Charles Nolley speaks with pride when he talks about the experiences of he and his fellow Red Tail pilots during World War II.
Nolley, 98, of Edison, was a member of the elite Army Air Corps fighting force known as the Tuskegee Airmen, four squadrons of fighter pilots comprised entirely of African Americans. Drafted in 1943, Nolley was a lieutenant when he was discharged from the service in 1946.
Nolley appeared at the Senior/Community Center Feb. 29 as the guest of the Parkside Senior Citizen Club and the township recreation department as part of the Black History Month observation. He spoke and answered questions for about an hour.
Nolley interspersed his comments with jokes – he was a song and dance and comedy man before and after the war – and some inspirational messages as well.
Drafted in 1943, Nolley took flight training as part of the Tuskegee experiment. As he tells it, it was an experiment designed to fail.
There was some Army brass who believed that blacks were not smart enough to learn how to fly planes, and that they were too docile to fight, Nolley said. The Tuskegee airmen were trained on the P-51 Mustang which, at the time, was the fastest plane in the air.
“We worked hard at learning how to fly those planes,” he said.
The Tuskegee Airman trained for two years because of a reluctance to put them in battle. It took intervention by the then-First lady, Eleanor Roosevelt, to get them in the air.
“We were the best trained pilots in the Army,” he said.
Nolley said his squadron’s mission was to escort and protect bombers while the lunkier aircraft were conducting raids. It was a source of pride for he and his comrades that they never lost a bomber to an enemy aircraft, he said.
One of their secrets was to paint the tails of their aircraft red so they could tell friendlies from enemies, Nolley said. That’s how the airmen became known as “Red Tails.”
Nolley recalled a mission where he was warned that he had two German Messerschmit fighter planes on his tail.

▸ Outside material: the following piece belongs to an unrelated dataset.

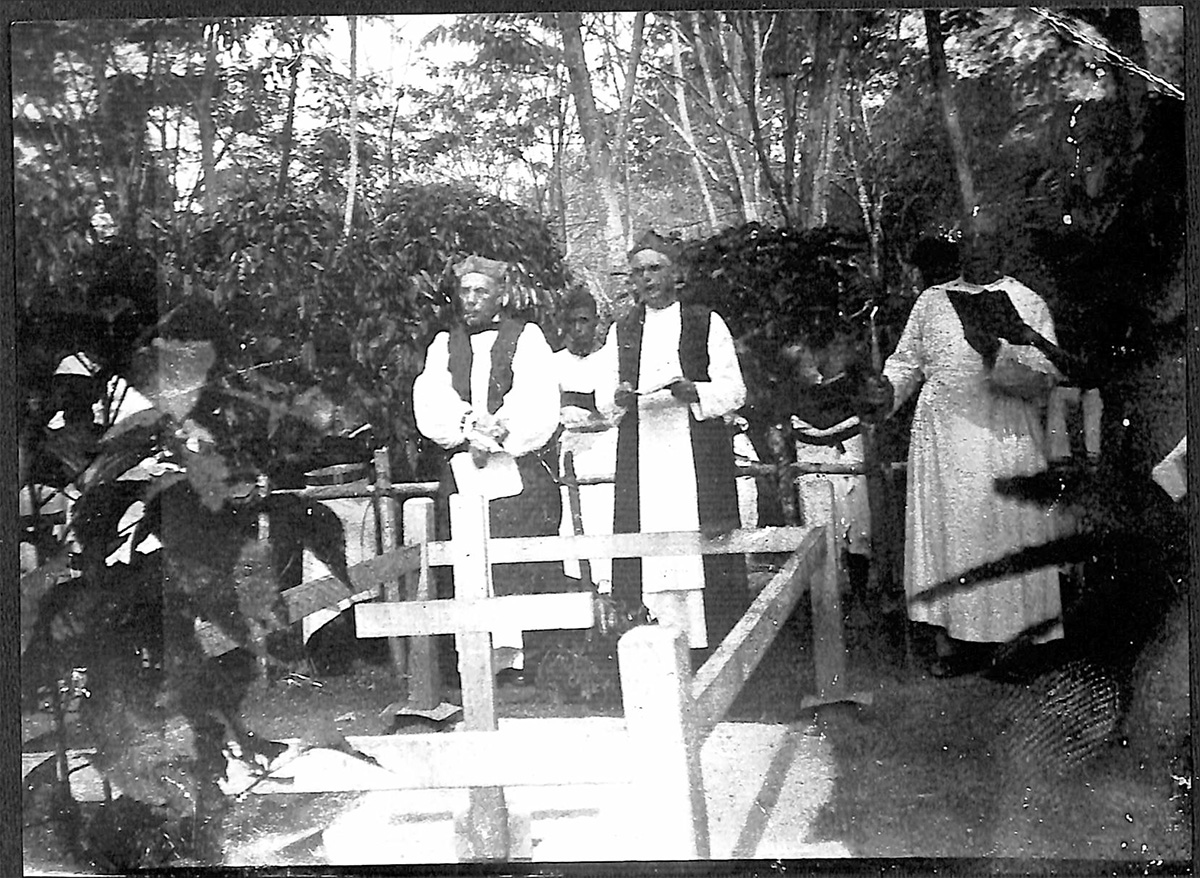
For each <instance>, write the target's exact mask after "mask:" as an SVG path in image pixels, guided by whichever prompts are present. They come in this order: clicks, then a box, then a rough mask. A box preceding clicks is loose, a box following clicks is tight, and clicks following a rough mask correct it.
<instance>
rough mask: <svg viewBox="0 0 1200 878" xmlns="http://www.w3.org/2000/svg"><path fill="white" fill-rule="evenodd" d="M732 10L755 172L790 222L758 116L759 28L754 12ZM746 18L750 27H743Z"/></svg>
mask: <svg viewBox="0 0 1200 878" xmlns="http://www.w3.org/2000/svg"><path fill="white" fill-rule="evenodd" d="M733 14H734V16H740V17H742V20H740V30H739V32H740V37H742V48H743V53H744V59H743V64H744V66H745V74H746V88H745V90H744V91H742V97H743V102H744V103H745V112H746V118H748V119H749V121H750V133H751V142H752V144H754V150H755V155H756V156H757V157H758V173H760V174H761V175H762V179H763V180H766V181H767V187H768V188H769V190H770V194H772V197H773V198H774V199H775V206H776V208H779V212H780V216H781V218H782V221H784V224H785V225H791V224H792V222H793V218H794V217H793V212H792V205H790V204H788V203H787V198H786V197H785V194H784V187H782V186H781V185H780V182H779V178H778V176H775V173H774V172H773V170H772V168H770V156H769V154H768V150H767V134H766V132H763V128H762V120H761V119H760V118H758V95H760V89H761V80H762V74H761V71H762V52H763V42H764V41H763V36H762V30H761V28H760V26H758V18H757V16H754V14H745V13H733ZM748 19H749V24H750V28H746V22H748ZM734 20H737V19H734ZM734 26H738V25H734Z"/></svg>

He said he looked left and right and up and down, but could not see them.
So he flew his plane straight up until he thought he would stall and did a loop-de-loop.
“I ended up right behind” the Germans,” Nolley said, laughing. “My friends thought I did that on purpose.”
“They thought I was better than I was,” he continued. “I didn’t say anything.”
After a while, Nolley said, bomber pilots started requesting the Red Tails as their escorts.
“The bomber pilots became the only caucasian friends we had in those days,” he said.
“The newspapers said the bombers won the war, which I guess was true,” Nolley said. “But they never would have gotten there if it wasn’t for us.”
Nolley said that after the war, he often wondered why the races could not get along like the Red Tails and bomber pilots did.
“We were fighting with white guys and we won the war,” Nolley said.
After his discharge, Nolley briefly returned to show business, performing in four Broadway productions, he said. He later received a B.A. from Virginia State University, a Master’s in dramatic arts from Columbia and went on to teach at Barringer Prep in Newark, where he also became a vice principal.
One thing that his war experience taught him, Nolley said, is that color does not have to be a barrier to success.
“People of color can do anything anybody else can do, with the proper training and education,” he said. “And some of us can even do it better.”